The price of gold fell 10% over the past week, its worst decline since September 2011 as investors move away from precious metals.
Gold’s price is down another 4% in early trading on March 23, exacerbating the selloff that has accelerated in recent weeks. The metal is on track for its worst month since October 2008.
Currently at $4,388.80 U.S. an ounce, gold’s price is down 22% from an all-time high of $5,589.38 U.S. per ounce reach on January 29 of this year.
While gold’s price has been knocked lower by concerns over the U.S.-Iran war, it is also falling as investors grow increasingly worried about the health of the American economy.

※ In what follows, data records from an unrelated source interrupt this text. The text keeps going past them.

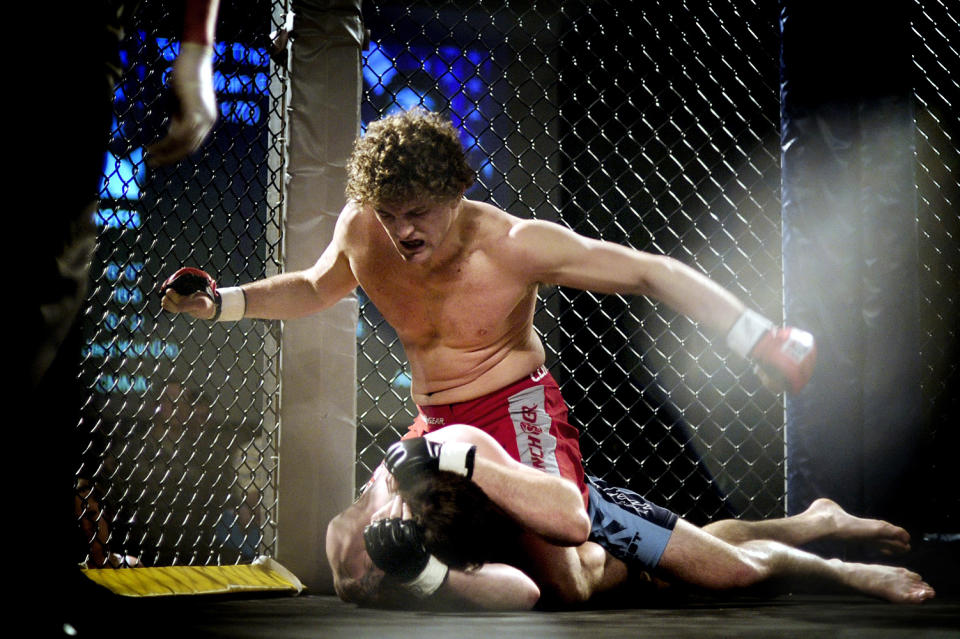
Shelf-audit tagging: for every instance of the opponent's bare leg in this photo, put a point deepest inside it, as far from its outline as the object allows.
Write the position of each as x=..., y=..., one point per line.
x=700, y=559
x=824, y=519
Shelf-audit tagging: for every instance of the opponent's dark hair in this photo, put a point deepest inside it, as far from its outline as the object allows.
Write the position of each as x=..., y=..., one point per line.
x=411, y=156
x=462, y=527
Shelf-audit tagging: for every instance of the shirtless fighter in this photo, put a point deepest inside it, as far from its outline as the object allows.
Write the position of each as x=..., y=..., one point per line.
x=412, y=536
x=458, y=281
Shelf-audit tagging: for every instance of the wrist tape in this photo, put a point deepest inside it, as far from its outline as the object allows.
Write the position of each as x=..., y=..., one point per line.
x=232, y=304
x=747, y=331
x=457, y=457
x=429, y=580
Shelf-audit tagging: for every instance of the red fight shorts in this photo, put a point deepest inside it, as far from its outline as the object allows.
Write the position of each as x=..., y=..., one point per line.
x=528, y=418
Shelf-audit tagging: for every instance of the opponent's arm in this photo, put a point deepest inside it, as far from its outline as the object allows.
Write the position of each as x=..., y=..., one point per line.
x=545, y=504
x=557, y=255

Specifically, concerns are growing that higher energy prices will spark a sharp rise in inflation in America, leading the U.S. Federal Reserve to raise interest rates rather than lower them.
Higher interest rates are seen as a negative for gold, which is a non-yielding asset.

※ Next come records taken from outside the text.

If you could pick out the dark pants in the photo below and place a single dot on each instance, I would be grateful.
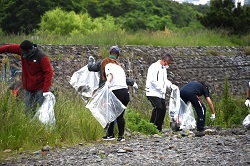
(159, 111)
(31, 99)
(123, 96)
(199, 108)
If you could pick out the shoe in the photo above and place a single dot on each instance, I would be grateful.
(108, 138)
(121, 139)
(199, 134)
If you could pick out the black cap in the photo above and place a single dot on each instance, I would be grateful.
(26, 45)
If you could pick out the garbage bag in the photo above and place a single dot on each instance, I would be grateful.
(85, 81)
(246, 121)
(105, 106)
(181, 114)
(174, 105)
(186, 116)
(46, 112)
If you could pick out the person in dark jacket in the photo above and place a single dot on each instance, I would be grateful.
(37, 73)
(96, 66)
(191, 92)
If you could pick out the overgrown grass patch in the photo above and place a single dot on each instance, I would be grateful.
(200, 37)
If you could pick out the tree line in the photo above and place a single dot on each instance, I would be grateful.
(19, 16)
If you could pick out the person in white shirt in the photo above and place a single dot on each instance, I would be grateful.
(116, 81)
(156, 85)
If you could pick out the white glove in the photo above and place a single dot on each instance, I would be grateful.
(212, 117)
(107, 83)
(163, 91)
(46, 94)
(247, 103)
(174, 87)
(91, 59)
(135, 85)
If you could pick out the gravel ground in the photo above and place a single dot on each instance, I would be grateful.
(223, 147)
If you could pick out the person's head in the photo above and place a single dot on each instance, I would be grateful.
(114, 52)
(27, 48)
(166, 60)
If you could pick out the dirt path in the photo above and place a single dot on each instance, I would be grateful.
(226, 147)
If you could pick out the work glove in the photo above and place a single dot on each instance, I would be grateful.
(91, 59)
(247, 103)
(46, 94)
(135, 85)
(212, 117)
(174, 87)
(163, 91)
(107, 83)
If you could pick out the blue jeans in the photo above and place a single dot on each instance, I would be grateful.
(199, 108)
(31, 99)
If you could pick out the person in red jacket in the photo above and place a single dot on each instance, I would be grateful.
(37, 73)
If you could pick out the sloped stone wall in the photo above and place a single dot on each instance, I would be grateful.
(211, 64)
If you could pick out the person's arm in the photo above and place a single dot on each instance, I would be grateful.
(129, 82)
(210, 103)
(94, 66)
(109, 77)
(48, 73)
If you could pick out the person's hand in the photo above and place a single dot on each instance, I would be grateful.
(107, 83)
(163, 91)
(212, 117)
(91, 59)
(247, 103)
(135, 85)
(46, 94)
(174, 87)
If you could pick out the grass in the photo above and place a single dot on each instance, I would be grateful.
(160, 38)
(74, 125)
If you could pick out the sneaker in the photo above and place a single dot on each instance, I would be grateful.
(108, 138)
(199, 134)
(121, 139)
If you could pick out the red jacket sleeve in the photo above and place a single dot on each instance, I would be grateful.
(47, 73)
(11, 48)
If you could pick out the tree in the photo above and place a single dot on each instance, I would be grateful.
(23, 16)
(223, 14)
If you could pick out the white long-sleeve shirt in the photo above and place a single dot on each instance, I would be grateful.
(119, 77)
(157, 81)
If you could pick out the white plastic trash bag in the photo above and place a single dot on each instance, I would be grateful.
(85, 81)
(46, 112)
(174, 104)
(181, 113)
(105, 106)
(186, 116)
(246, 121)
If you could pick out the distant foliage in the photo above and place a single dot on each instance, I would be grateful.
(132, 15)
(19, 16)
(223, 14)
(60, 22)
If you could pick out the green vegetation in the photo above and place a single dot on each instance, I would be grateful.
(158, 38)
(75, 124)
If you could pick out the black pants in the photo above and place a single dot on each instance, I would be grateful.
(199, 108)
(123, 96)
(159, 111)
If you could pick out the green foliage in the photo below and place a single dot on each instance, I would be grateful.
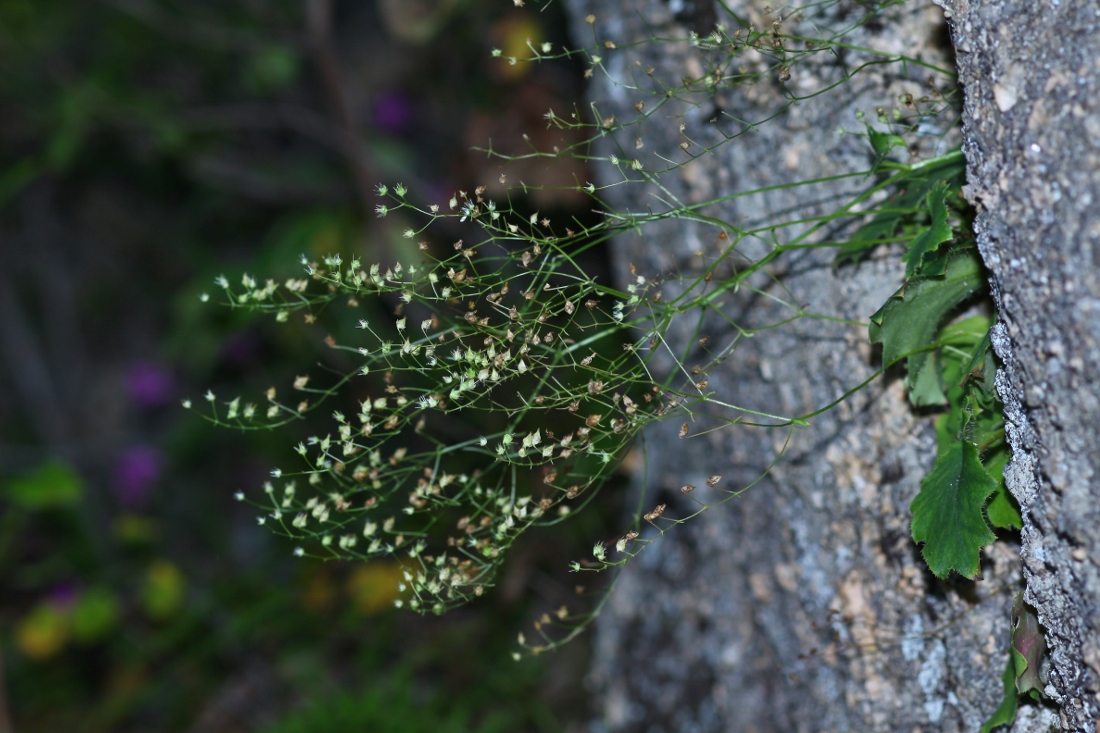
(1005, 713)
(947, 514)
(53, 484)
(1029, 647)
(908, 324)
(391, 709)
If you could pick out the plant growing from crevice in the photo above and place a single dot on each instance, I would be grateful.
(503, 384)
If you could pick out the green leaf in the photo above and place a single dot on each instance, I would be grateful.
(1029, 647)
(913, 185)
(947, 513)
(95, 614)
(1002, 510)
(927, 386)
(882, 143)
(54, 483)
(920, 259)
(910, 319)
(1005, 713)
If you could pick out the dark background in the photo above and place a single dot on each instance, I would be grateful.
(145, 148)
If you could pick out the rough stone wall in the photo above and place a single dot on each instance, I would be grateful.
(802, 604)
(1031, 72)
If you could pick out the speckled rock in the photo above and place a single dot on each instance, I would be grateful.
(801, 604)
(1032, 123)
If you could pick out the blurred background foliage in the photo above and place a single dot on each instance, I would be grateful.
(145, 148)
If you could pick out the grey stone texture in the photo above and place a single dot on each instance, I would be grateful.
(802, 604)
(1031, 72)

The latest decline for gold comes after the price of the yellow metal rose 66% in 2025 amid a wave of buying among central banks and investors who see it as a safe haven asset.
Silver is seeing an even more pronounced downturn, declining more than 14% in the past week and turning negative on the year.
The price of silver surged 135% last year. However, silver recently suffered its biggest one-day loss since the 1980s as investors aggressively rotate out of precious metals.